Here are some of my images from college.

I have been lucky enough to returned to education as a mature student to study fabric design. In the past have made my own clothes, knitted garments and altered clothes to make them up to date or look different. Always taken an interest in fashion, fabric and the construction of garments. Also attended a jewellery design and making course working in silver and gold and still wearing some of my pieces today but gave most of them away as presents ! Spent alot of time restoring old furniture for my home instead of buying new and had some unique stuff !!


Sunday, 21 April 2013

Object Pattern Making.

The Object Pattern making Workshop.












The  group ready to start the object pattern making workshop.
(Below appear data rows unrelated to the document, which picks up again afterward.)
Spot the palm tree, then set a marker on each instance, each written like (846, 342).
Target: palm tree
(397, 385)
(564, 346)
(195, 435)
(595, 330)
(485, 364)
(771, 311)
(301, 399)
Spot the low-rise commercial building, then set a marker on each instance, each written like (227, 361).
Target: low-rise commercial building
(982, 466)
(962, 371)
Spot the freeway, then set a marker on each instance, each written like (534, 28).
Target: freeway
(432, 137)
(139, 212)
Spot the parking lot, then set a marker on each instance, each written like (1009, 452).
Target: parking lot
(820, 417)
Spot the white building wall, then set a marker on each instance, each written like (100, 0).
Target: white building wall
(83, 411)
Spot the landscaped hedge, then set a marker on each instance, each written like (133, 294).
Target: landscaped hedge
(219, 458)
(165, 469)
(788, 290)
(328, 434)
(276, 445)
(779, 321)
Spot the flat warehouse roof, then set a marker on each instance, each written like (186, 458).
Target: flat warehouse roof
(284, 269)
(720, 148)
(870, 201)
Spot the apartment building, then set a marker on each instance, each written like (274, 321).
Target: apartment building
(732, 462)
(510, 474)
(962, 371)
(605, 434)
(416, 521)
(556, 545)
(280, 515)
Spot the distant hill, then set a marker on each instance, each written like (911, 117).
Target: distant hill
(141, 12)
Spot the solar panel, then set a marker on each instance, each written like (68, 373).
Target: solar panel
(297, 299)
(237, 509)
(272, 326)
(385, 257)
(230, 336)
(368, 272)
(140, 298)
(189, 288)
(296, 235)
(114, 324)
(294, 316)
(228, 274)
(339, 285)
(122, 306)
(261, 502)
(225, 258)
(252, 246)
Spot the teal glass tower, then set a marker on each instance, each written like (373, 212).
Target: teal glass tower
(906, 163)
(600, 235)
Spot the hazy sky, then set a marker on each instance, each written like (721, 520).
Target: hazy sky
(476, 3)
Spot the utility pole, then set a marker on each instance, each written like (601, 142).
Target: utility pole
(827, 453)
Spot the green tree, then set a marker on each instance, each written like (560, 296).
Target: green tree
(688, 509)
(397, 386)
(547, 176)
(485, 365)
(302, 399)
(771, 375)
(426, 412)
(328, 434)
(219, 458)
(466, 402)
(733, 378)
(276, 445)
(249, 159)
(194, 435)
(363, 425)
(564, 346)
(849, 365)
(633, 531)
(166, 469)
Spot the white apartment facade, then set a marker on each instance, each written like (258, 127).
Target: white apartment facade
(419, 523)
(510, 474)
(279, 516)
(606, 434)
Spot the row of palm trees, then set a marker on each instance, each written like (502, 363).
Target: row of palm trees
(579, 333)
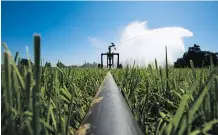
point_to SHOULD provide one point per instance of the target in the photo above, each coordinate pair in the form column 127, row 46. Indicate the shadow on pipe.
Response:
column 109, row 113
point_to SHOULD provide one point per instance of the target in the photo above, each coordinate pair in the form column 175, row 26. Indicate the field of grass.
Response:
column 42, row 100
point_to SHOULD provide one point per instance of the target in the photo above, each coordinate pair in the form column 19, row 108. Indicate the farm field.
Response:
column 163, row 100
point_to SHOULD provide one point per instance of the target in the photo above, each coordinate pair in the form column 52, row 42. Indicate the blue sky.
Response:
column 65, row 27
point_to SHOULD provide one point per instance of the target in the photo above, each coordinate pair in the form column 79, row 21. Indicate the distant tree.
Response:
column 199, row 58
column 24, row 62
column 48, row 64
column 60, row 64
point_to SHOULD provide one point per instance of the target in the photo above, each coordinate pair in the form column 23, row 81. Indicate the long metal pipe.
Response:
column 109, row 113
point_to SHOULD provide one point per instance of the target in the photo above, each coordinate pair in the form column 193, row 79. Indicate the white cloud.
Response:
column 151, row 43
column 139, row 43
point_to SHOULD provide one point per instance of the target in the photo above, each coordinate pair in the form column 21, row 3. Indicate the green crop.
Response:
column 165, row 101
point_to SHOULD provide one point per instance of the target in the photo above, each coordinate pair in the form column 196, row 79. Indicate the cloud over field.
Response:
column 138, row 42
column 151, row 43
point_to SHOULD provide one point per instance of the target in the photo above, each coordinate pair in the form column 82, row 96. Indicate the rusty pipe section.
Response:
column 109, row 113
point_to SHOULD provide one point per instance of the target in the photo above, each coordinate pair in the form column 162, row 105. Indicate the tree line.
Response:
column 199, row 58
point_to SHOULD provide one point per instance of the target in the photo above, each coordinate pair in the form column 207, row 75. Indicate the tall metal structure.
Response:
column 110, row 57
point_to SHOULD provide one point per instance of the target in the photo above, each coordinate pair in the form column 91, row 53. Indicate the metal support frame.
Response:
column 110, row 57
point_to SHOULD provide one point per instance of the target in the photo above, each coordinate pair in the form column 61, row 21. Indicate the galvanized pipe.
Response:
column 109, row 113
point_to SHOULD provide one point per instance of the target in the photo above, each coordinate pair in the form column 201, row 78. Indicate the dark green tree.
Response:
column 199, row 58
column 48, row 64
column 60, row 64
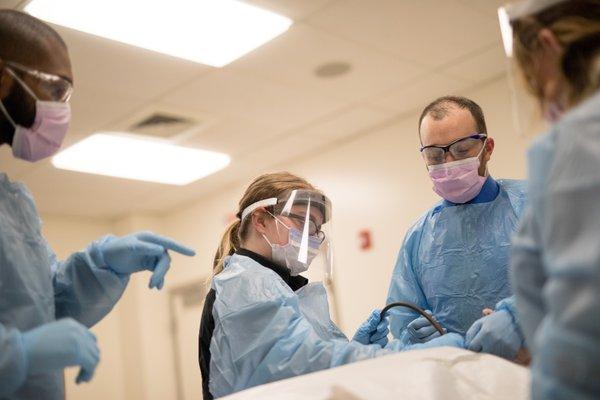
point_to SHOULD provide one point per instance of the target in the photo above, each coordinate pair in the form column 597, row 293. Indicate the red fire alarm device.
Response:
column 365, row 239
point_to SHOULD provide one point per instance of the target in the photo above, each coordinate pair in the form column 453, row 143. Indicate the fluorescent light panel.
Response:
column 213, row 32
column 123, row 156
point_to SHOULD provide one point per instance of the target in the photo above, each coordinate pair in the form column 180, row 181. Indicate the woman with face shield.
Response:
column 262, row 320
column 556, row 252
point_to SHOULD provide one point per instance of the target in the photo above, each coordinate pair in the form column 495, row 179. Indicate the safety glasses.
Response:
column 460, row 149
column 48, row 86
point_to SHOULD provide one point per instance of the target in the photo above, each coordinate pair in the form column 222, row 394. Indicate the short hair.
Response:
column 24, row 37
column 440, row 108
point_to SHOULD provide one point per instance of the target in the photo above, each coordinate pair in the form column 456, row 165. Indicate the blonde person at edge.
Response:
column 556, row 251
column 262, row 321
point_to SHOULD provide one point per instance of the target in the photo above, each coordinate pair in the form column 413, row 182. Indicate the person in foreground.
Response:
column 556, row 251
column 262, row 321
column 46, row 305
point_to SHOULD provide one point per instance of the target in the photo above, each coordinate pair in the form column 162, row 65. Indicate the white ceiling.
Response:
column 268, row 106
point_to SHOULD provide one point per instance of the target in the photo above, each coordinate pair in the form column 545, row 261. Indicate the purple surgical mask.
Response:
column 458, row 181
column 44, row 138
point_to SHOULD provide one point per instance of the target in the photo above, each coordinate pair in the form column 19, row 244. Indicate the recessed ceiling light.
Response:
column 123, row 156
column 213, row 32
We needed cartridge paper, masking tape, scissors, craft knife, ruler/square/pattern master, pencil, black felt tip pen and a camera. As you can see I have bought a glass bottle to cover.



Cut the masking tape into strips and place onto a cutting board.
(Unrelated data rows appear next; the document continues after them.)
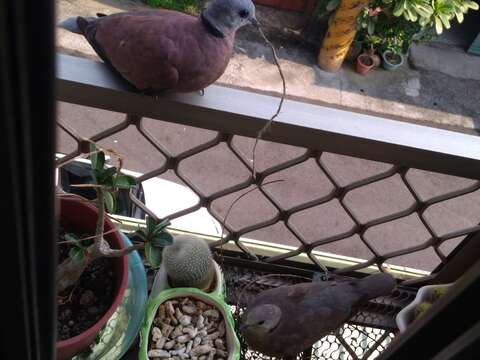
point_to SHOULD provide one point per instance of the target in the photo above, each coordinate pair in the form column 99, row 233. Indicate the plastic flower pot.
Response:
column 233, row 345
column 364, row 63
column 407, row 315
column 391, row 60
column 80, row 216
column 161, row 282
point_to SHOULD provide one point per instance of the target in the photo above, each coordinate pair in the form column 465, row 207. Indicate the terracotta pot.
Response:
column 77, row 214
column 388, row 64
column 364, row 63
column 375, row 57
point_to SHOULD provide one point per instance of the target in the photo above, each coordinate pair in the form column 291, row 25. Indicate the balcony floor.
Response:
column 425, row 96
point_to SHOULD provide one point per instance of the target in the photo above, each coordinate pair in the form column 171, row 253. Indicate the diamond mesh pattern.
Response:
column 286, row 212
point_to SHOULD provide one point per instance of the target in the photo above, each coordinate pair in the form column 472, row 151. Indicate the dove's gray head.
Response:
column 227, row 16
column 260, row 320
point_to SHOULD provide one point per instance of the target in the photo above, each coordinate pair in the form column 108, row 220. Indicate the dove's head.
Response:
column 260, row 320
column 227, row 16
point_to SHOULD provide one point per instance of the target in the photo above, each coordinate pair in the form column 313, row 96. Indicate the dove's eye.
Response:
column 243, row 13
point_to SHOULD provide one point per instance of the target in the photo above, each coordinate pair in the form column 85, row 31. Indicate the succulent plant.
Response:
column 422, row 309
column 438, row 293
column 189, row 263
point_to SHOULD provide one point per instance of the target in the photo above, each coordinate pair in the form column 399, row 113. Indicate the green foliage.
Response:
column 111, row 179
column 156, row 237
column 153, row 255
column 191, row 7
column 78, row 249
column 435, row 14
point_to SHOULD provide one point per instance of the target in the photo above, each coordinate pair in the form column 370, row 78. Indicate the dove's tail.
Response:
column 376, row 285
column 72, row 24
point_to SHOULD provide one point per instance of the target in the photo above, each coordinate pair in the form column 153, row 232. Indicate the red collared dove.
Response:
column 160, row 50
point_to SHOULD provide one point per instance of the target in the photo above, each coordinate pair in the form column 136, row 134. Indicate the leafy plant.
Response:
column 156, row 237
column 432, row 13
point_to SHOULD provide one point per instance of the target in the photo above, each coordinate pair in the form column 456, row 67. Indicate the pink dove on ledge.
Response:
column 160, row 50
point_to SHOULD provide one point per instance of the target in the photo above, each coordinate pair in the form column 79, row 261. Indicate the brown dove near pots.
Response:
column 285, row 321
column 159, row 50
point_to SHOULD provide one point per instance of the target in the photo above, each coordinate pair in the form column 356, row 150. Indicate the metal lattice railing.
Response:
column 233, row 117
column 337, row 192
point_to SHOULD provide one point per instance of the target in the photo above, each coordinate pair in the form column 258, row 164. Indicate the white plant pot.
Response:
column 407, row 315
column 160, row 282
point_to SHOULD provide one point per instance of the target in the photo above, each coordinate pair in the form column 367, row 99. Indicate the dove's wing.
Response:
column 139, row 46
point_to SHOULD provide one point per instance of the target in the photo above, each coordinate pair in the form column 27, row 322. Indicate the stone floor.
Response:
column 440, row 87
column 429, row 97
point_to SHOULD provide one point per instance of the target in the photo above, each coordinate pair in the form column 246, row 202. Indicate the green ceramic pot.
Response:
column 233, row 345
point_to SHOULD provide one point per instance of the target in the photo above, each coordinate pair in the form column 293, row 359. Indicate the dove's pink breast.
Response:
column 161, row 49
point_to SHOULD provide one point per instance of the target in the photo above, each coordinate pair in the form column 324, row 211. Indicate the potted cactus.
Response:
column 188, row 262
column 364, row 63
column 92, row 273
column 188, row 289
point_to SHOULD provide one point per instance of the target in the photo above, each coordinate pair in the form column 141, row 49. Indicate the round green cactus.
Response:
column 189, row 263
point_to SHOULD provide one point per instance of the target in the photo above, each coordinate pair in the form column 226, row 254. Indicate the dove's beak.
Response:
column 243, row 327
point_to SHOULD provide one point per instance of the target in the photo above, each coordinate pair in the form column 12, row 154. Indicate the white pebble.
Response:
column 156, row 333
column 221, row 329
column 158, row 353
column 189, row 346
column 221, row 353
column 170, row 309
column 213, row 336
column 167, row 330
column 201, row 350
column 161, row 342
column 178, row 314
column 190, row 310
column 179, row 351
column 212, row 313
column 219, row 344
column 197, row 341
column 170, row 344
column 177, row 332
column 185, row 320
column 200, row 321
column 192, row 332
column 183, row 339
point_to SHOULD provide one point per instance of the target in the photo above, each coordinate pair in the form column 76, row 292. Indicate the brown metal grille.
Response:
column 283, row 214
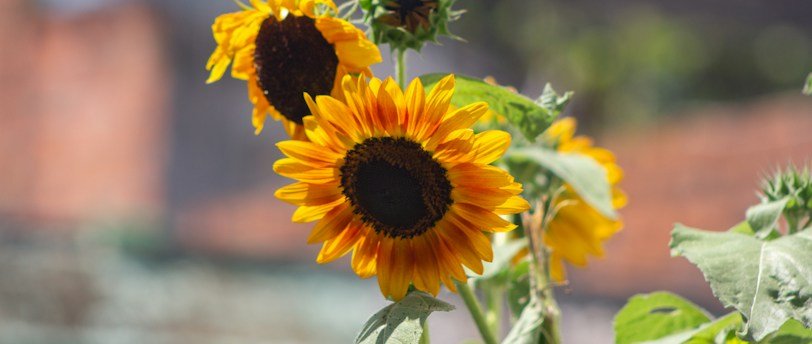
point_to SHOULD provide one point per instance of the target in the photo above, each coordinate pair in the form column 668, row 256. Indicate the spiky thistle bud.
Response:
column 795, row 185
column 408, row 24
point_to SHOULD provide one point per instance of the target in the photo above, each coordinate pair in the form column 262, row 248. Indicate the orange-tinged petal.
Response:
column 490, row 146
column 365, row 255
column 484, row 176
column 309, row 152
column 402, row 268
column 427, row 270
column 301, row 193
column 339, row 246
column 331, row 225
column 308, row 213
column 481, row 218
column 457, row 242
column 295, row 169
column 384, row 265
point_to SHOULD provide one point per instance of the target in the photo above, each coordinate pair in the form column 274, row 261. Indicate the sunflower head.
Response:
column 401, row 181
column 409, row 24
column 285, row 48
column 578, row 231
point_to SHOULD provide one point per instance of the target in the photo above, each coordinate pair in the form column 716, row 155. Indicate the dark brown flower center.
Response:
column 395, row 186
column 409, row 14
column 291, row 58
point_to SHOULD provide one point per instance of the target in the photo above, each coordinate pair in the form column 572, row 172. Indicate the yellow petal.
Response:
column 331, row 225
column 309, row 153
column 308, row 213
column 339, row 246
column 480, row 218
column 295, row 169
column 308, row 194
column 490, row 146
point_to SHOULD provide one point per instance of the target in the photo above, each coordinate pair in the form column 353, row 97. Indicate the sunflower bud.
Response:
column 408, row 24
column 795, row 185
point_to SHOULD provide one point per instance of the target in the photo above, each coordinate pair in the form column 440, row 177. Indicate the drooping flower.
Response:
column 285, row 48
column 409, row 24
column 400, row 181
column 578, row 231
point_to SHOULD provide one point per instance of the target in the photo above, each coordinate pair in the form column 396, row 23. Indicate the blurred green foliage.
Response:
column 631, row 62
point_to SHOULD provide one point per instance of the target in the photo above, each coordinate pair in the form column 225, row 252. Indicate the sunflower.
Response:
column 400, row 181
column 578, row 230
column 283, row 48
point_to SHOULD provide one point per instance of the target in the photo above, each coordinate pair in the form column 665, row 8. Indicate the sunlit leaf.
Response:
column 585, row 175
column 763, row 218
column 531, row 117
column 769, row 282
column 656, row 315
column 401, row 322
column 706, row 333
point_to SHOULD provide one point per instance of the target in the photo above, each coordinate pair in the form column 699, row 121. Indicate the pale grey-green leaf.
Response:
column 705, row 333
column 763, row 218
column 502, row 256
column 586, row 176
column 401, row 322
column 656, row 315
column 769, row 282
Cut the strips in half using the ruler.



 Mark one of the narrow strips the black line along the centre
and place onto the object to be covered.




 Take the next strip and place it alongside the marked strip as in the picture
above.



 Keep wrapping object from top to bottom until fully wrapped.
Then start wrapping the masking tape around the object as
in the photograph above.



 When the object is fully wrapped ( two layers) as above.
Then mark where you're going to cut the tape off. See picture
above.



 Mark from the bottom of the object first with pencil and then
with the fine black felt pen.



 Mark the object with lines as shown in the photograph above.
 

 Mark lines with numbers so you can rejoin
the pieces together after they have been cut.
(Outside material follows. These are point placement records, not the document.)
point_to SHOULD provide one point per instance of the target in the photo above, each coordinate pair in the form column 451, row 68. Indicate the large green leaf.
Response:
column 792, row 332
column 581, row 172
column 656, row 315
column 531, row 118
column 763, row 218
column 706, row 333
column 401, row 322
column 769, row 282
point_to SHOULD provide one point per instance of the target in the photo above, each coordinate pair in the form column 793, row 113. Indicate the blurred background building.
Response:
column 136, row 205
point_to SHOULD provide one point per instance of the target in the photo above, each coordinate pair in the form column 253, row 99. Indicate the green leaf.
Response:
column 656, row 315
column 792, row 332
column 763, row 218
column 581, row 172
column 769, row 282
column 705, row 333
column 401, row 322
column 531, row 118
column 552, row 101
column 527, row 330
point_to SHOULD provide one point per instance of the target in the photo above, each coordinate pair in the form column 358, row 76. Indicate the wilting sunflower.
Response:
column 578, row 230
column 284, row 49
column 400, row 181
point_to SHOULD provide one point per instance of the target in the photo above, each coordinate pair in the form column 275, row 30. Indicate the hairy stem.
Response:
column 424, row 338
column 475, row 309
 Now with a craft knife you start cutting along the lines
through the masking tape which can be quite difficult
because it's quite thick in places so you need a sharp
craft knife.


 When you finish cutting out the shapes flatten them as much
as you can. Then place them onto a piece of paper and
cut them out. To finish the process you need to place the
cut out paper shapes onto pattern paper, making an allowance
all around the seams. To recreate the object in fabric you then cut
 the pattern shapes out in fabric, sew the seams and hey presto, a cover
for your object !!!

Pattern Cutting Zero Waste.

  This lecture was about developing patterns and losing the 15/20% of cutting waste of the fashion industry as this waste goes into landfill sites. Designers are looking at ways to reuse the waste, creating new garments or using the scraps as a form of embellishment.
Designers are now looking at the historical patterns/styles where they would wrap the fabric round the body using a geometric shape. By using geometric block patterns this reduces seams and the amount of sewing causing the fabric to drape on the body.
These are a few designers who are using this technique.
Holly McQuillan. She uses several patterns drawn into a piece of fabric.
Julia Lumsden.  A student of Holly McQuillan above. She designs menswear and I quote  "through the pattern comes the design" and uses the scraps of fabric as a form of embellishment.
David Telfer. He uses minimal seam cutting so there's less seams to sew and again block cutting.
Joe O'Neill. He is a high Street designer who also is into zero waste, again uses block cutting.
Most of the designers are now looking at zero waste when designing fashion and their idea's behind this is, pattern shapes, fabric manipulation, wraparound, so the excess fabric drapes elegantly and the geometric shape fits beautifully on the figure.
Pattern versus design, the pattern shape dictates the design of the garment but in this process it is often the fabric that dictates the design ! The difficulties are, what hangs well, compromising is the key,  fabric manipulation and evaluating the pattern at each stage.
I listened to this lecture with great interest, because in the past I have made my own clothes, so I know about manipulating fabric and design but I feel that even using these block patterns you are driven by the fabric you use. Using a different fabric like linen you would still have waste by having to cut the fabric into a shape and not into blocks. By cutting the linen into blocks you would still have to shape the blocks as the linen would not drape! I'm not sure that this idea really works because you would have to use flowing soft fabric and the amount of fabric that actually goes into the making of the garment to make it drape is more than the fabric you would lose by cutting it into shape! So my final conclusion is, initially you would have less waste in landfills but looking at it long term when the garment comes to the end of it's life, you would end up with more fabric in the landfill because you used more fabric in the first place !!